Old aid said: come in from outside with the Big Idea. New aid says: ask local people what’s holding them back. Listen to them. Then provide support for their own ideas, which are usually smaller, more incremental, and more realistic.

Old aid said: development is a project with a budget and a timeline. New aid says: development is a process. Build a business model that is self-sustaining, long-term, and can adapt based on shifting circumstances.

Old aid said: help the victim. New aid says: support the most powerful force for changing a person’s life—him- or herself.

In 2015, the General Assembly of the United Nations endorsed the Sustainable Development Goals, a list of seventeen ambitious targets for the world, to be reached by the year 2030. At the top of the list, which was signed by 193 countries including the United States, is ending extreme poverty. Other goals include eliminating hunger, radically improving human health, and reducing inequality and discrimination.

To some, these goals may sound quixotic, hyperbolic, unachievable. Really, in just a decade or so we’re going to eradicate several diseases and end extreme poverty? These are, after all, challenges human beings have faced since the advent of our species. If we follow the approach of the traditional aid industry, the cynics may well be right. Just writing bigger checks for larger aid projects won’t yield the kind of results humans have been waiting millennia to achieve. Even so, the new aid industry has largely taken these goals to heart and is working to eradicate specific diseases, dramatically improve nutrition, transform education and healthcare systems, and make extreme poverty a thing of the past. Could we possibly achieve these goals?

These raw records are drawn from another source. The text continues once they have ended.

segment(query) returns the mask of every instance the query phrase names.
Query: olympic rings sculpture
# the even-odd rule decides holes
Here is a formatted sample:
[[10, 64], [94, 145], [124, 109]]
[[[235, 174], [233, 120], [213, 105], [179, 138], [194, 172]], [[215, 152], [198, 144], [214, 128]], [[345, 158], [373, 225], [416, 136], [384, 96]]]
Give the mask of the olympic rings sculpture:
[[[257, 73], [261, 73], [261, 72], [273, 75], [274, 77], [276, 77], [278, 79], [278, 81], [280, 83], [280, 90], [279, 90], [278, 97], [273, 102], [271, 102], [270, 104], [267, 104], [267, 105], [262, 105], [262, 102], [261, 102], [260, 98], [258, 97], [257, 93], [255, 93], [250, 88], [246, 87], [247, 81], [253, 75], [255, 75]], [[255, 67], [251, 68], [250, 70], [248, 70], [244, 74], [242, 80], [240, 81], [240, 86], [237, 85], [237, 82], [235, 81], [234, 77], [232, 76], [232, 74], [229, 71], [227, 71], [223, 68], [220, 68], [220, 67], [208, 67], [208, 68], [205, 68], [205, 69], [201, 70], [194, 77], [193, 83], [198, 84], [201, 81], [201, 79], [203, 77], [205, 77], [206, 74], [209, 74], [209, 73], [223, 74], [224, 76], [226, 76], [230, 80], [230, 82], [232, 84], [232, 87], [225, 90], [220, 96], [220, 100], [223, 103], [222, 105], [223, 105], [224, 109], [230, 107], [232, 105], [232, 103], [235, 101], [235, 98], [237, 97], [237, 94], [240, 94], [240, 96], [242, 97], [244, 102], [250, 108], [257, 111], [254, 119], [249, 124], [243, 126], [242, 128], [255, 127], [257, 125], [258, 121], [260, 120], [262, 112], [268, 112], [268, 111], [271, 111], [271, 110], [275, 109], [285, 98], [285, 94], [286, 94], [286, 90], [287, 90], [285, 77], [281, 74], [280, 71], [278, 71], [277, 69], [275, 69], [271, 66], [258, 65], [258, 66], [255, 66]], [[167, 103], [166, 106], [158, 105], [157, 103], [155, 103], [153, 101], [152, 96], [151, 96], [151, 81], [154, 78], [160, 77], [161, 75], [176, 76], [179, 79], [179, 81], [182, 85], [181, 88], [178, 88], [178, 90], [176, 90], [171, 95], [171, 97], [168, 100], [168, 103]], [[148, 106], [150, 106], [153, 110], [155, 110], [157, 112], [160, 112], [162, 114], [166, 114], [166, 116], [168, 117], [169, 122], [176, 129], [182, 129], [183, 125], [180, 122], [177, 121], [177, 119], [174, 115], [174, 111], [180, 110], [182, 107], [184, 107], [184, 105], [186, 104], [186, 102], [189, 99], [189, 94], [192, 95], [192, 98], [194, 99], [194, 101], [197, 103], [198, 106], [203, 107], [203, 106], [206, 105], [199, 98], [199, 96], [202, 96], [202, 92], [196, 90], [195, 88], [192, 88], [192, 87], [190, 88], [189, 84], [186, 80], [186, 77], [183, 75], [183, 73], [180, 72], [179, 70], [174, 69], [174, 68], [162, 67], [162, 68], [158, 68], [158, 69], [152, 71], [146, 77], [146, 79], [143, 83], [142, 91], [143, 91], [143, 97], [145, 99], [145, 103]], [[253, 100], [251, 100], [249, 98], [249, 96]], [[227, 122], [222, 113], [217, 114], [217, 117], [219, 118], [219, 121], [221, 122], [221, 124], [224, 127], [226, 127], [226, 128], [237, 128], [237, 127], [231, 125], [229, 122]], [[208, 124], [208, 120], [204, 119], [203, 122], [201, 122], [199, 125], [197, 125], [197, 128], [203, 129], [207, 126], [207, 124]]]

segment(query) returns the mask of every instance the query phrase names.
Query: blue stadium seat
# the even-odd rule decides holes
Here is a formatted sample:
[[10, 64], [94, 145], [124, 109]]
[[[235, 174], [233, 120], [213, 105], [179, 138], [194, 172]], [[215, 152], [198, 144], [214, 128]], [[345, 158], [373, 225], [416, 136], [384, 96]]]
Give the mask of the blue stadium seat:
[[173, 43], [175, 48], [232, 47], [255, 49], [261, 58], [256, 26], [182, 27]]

Consider the powerful new technologies and the tremendous wealth created in our time. Entire industries are being transformed before our eyes in what the World Economic Forum has termed the Fourth Industrial Revolution. Even the way we live day-to-day is changing. The aspiration to drive your own car is diminishing in favor of the convenience of on-demand transportation, which explains why Uber and Tesla are each worth as much as General Motors. More than half of all Americans now get their news from Facebook, a new reality with concerning implications. And something as basic as going to the store is changing as e-commerce infiltrates everyday life. Amazon, with a market capitalization above a trillion dollars, is now more valuable than the next twenty-one American retailers combined, including such massive companies as Walmart, Target, Home Depot, and Costco.

Ready or not, a similarly radical transformation is coming to the aid industry. As I will detail in this book, there’s a tidal wave of new actors shaking up the way aid work is done.

Jaha Dukureh ultimately was forced to cross the ocean and marry at fifteen. But she escaped and argued her way into a New York City public high school, even without a parent to consent. Later she settled in Georgia, where she got a college degree, remarried, started a family, and founded a small nongovernmental organization (NGO) called Safe Hands for Girls. It’s not exactly well-resourced or well-known. In one example she shared with me, Dukureh went back to the Gambia and borrowed a car. She drove around the country, attending all of the Gambian president’s speeches and appearances until finally he agreed to meet with her. In 2015, her campaigning led the president to outlaw FGM.

How quickly the aid industry transforms and whether it leads to achieving the global goals will be up to grassroots leaders like Dukureh. It will also be up to aid industry professionals, voters and taxpayers who fund foreign aid, ordinary givers and billionaire philanthropists, corporate and nonprofit leaders, and, ultimately, all people affected by global poverty, pandemics, climate change, and human rights infringements. In other words, it’s going to be up to you.